サッカー日本代表の森保一監督らを育て、Jリーグ広島の総監督を務めた今西和男さんが16日未明、肺炎のため死去したとJ1広島が同日発表した。85歳だった。

広島市出身の今西さんは総監督として広島で1994年Jリーグ第1ステージを制した。

 今西氏の訃報に接し、日本サッカー協会宮本恒靖会長が協会を通じて、コメントを発表した。

 ▼日本サッカー協会・宮本恒靖会長「今西和男さんの訃報に接し、心よりお悔やみ申し上げます。サンフレッチェ広島の礎を築かれ、日本サッカー界、そして日本スポーツ界におけるゼネラルマネジャーの役割を確立されました。その歩みを日本サッカーの発展へとつなげてこられた功績に、深く敬意を表します。また、日本サッカー協会においても強化副委員長として、トレセン制度の構築や世代別代表の強化に尽力され、競技力向上の基盤を築かれました。

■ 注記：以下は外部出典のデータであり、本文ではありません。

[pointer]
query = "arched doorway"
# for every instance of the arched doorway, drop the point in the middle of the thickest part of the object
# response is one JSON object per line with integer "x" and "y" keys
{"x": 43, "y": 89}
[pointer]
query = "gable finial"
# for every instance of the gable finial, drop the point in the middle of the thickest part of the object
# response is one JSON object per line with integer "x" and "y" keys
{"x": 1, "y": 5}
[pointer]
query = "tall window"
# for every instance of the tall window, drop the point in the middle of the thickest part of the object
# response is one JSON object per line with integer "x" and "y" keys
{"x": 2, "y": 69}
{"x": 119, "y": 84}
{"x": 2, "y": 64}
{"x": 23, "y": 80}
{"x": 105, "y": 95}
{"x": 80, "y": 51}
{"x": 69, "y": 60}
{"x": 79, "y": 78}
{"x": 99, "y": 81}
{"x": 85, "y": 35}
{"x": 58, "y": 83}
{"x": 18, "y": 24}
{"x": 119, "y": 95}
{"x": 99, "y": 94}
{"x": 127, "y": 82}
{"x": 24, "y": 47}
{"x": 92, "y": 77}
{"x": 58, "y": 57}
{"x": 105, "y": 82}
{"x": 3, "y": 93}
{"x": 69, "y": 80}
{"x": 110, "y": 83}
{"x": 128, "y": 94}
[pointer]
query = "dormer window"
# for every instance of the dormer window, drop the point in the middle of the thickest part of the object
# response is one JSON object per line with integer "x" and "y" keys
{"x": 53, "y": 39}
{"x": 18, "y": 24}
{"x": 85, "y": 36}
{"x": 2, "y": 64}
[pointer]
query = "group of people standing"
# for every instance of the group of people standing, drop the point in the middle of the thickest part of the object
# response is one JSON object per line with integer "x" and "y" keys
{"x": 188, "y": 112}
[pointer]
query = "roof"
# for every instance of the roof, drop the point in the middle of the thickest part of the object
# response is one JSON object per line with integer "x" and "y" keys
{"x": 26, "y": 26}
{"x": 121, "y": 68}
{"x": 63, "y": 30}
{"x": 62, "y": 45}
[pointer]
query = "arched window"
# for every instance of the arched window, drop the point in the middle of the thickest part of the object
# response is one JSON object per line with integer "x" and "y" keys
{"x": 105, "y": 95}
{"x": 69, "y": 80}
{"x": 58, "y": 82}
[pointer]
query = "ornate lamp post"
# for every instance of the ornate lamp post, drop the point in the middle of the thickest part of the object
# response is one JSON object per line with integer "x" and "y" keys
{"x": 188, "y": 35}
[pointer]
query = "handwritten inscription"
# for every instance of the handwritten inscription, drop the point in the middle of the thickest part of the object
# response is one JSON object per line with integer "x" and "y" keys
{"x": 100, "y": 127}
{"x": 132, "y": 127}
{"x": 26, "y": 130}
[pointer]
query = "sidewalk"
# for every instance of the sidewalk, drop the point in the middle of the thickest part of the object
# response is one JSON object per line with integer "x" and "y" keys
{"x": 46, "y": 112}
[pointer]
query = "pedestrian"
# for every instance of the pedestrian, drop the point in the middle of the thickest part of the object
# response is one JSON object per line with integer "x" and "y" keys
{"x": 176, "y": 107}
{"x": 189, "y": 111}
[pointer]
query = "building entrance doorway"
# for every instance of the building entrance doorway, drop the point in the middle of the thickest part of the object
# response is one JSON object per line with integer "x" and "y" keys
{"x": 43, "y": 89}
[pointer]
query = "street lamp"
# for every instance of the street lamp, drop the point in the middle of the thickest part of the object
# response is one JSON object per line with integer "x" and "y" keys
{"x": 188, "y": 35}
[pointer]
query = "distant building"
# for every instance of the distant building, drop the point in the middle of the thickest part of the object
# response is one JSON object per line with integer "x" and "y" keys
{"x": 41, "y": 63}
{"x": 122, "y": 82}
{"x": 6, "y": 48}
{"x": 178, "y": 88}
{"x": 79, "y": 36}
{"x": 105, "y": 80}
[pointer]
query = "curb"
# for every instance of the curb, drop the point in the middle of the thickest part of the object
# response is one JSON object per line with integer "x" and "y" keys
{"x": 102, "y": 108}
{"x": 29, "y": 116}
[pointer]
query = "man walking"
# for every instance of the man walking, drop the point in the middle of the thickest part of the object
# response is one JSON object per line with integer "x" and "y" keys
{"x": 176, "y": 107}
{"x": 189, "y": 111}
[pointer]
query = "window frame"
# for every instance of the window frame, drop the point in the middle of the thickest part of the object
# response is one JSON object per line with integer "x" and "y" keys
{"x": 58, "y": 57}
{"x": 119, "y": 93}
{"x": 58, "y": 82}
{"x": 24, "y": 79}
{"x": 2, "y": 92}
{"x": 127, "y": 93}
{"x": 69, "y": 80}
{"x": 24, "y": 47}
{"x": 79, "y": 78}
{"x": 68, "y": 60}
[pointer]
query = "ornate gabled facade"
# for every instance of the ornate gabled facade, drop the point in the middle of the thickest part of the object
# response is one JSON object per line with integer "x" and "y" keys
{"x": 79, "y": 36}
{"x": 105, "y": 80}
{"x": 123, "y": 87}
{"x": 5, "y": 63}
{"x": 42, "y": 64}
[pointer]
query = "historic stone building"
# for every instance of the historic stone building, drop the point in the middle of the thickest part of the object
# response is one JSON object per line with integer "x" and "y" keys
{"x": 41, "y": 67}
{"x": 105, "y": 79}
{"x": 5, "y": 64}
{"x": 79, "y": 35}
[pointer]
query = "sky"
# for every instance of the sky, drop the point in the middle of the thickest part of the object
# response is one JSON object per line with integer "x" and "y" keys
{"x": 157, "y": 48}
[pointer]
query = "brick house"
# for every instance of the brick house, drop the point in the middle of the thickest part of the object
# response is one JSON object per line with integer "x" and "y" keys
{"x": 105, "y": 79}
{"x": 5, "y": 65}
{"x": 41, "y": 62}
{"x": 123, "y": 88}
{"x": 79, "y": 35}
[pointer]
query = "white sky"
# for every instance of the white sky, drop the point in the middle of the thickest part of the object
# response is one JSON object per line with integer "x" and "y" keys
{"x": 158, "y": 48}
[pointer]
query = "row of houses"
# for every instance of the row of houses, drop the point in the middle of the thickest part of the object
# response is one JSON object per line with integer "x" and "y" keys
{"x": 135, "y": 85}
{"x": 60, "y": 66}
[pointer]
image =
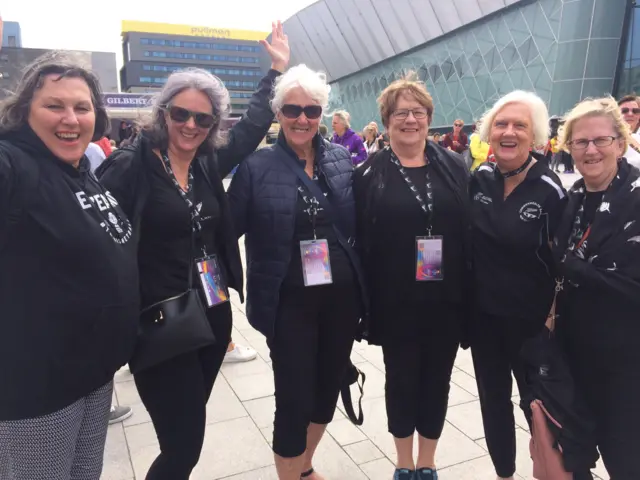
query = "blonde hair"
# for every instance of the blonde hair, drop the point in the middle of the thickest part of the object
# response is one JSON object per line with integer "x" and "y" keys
{"x": 594, "y": 107}
{"x": 537, "y": 108}
{"x": 409, "y": 86}
{"x": 344, "y": 116}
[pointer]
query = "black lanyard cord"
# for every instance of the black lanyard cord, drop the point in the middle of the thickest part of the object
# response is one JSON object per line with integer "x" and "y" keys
{"x": 425, "y": 204}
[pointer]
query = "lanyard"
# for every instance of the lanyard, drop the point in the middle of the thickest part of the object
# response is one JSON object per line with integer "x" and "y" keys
{"x": 427, "y": 207}
{"x": 518, "y": 170}
{"x": 311, "y": 201}
{"x": 186, "y": 196}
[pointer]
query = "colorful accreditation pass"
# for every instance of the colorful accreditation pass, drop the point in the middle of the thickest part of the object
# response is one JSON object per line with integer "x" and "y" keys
{"x": 316, "y": 267}
{"x": 213, "y": 284}
{"x": 429, "y": 263}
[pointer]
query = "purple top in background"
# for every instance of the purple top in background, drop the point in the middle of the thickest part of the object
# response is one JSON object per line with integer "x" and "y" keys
{"x": 352, "y": 142}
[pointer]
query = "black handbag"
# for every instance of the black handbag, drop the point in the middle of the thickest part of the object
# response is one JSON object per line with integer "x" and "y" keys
{"x": 172, "y": 327}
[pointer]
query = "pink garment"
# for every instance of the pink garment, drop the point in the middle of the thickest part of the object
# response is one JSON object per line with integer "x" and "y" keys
{"x": 547, "y": 461}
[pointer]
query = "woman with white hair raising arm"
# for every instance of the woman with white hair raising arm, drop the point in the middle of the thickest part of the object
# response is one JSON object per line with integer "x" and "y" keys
{"x": 294, "y": 203}
{"x": 516, "y": 205}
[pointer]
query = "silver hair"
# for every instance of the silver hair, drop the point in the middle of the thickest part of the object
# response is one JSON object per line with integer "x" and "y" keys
{"x": 537, "y": 109}
{"x": 190, "y": 78}
{"x": 301, "y": 76}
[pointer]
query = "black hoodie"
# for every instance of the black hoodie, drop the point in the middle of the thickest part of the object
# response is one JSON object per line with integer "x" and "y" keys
{"x": 68, "y": 281}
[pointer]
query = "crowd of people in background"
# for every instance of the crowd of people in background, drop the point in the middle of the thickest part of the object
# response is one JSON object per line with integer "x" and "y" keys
{"x": 401, "y": 238}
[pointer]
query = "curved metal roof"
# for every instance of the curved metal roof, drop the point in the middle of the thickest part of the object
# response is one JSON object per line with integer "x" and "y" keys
{"x": 341, "y": 37}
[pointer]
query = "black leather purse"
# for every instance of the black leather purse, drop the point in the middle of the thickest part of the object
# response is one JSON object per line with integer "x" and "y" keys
{"x": 172, "y": 327}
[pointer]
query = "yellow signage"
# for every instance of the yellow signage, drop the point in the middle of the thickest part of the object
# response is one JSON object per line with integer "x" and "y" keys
{"x": 193, "y": 31}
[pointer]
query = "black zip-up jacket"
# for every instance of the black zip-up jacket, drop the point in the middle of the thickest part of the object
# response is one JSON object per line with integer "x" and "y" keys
{"x": 68, "y": 281}
{"x": 600, "y": 301}
{"x": 126, "y": 172}
{"x": 513, "y": 266}
{"x": 370, "y": 180}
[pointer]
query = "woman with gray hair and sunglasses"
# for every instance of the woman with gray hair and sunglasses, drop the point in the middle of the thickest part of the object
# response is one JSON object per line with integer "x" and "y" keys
{"x": 169, "y": 182}
{"x": 68, "y": 280}
{"x": 294, "y": 203}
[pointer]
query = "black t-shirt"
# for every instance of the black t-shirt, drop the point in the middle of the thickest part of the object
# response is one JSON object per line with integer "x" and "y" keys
{"x": 399, "y": 220}
{"x": 341, "y": 269}
{"x": 165, "y": 250}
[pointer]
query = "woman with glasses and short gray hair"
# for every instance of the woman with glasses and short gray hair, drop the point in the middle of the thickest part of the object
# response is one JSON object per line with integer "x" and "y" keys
{"x": 170, "y": 184}
{"x": 294, "y": 204}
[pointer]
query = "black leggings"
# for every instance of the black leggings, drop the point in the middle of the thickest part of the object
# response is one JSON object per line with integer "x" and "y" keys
{"x": 314, "y": 332}
{"x": 418, "y": 375}
{"x": 495, "y": 347}
{"x": 176, "y": 393}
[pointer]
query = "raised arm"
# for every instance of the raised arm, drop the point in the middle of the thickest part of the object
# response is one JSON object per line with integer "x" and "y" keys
{"x": 246, "y": 135}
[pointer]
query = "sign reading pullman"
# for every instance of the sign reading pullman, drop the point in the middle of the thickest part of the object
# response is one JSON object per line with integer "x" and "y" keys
{"x": 127, "y": 100}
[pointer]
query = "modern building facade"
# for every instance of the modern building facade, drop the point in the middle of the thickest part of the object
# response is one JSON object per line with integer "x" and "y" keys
{"x": 11, "y": 34}
{"x": 469, "y": 52}
{"x": 14, "y": 60}
{"x": 152, "y": 51}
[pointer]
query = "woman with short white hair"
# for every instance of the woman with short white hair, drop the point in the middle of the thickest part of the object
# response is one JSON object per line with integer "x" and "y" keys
{"x": 598, "y": 250}
{"x": 516, "y": 206}
{"x": 294, "y": 203}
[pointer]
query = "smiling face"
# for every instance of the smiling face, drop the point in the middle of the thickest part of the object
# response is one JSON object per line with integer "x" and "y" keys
{"x": 596, "y": 164}
{"x": 299, "y": 131}
{"x": 409, "y": 131}
{"x": 62, "y": 115}
{"x": 511, "y": 136}
{"x": 187, "y": 136}
{"x": 631, "y": 118}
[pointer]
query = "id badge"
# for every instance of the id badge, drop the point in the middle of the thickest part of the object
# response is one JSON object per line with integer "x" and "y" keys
{"x": 429, "y": 261}
{"x": 316, "y": 266}
{"x": 213, "y": 284}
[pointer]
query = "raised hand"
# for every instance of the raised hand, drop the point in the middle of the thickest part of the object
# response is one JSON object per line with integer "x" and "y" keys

私自身も、世代別代表の活動を通じてご指導をいただいた記憶があります。その積み重ねが日本代表の躍進、そしてW杯の舞台へとつながっていったのだと感じています。ここに生前のご功績に深く感謝申し上げるとともに、心よりご冥福をお祈り申し上げます」

 ◆今西 和男(いまにし・かずお)1941年1月12日、広島県生まれ。4歳時に広島市で被爆。市舟入高から東京教育大(現筑波大)へ進み、63年にJ1広島の前身でもある東洋工業蹴球部に入る。69年に腰のけがで現役引退。

DFとして活躍し、日本代表としても3試合出場。82年、マツダの総監督に就任し、ゼネラルマネジャー(GM)の草分けとなる。森保一や久保竜彦ら無名の選手を発掘。日本協会の技術部副委員長、岐阜の社長なども歴任した。吉備国際大の客員教授も務めた。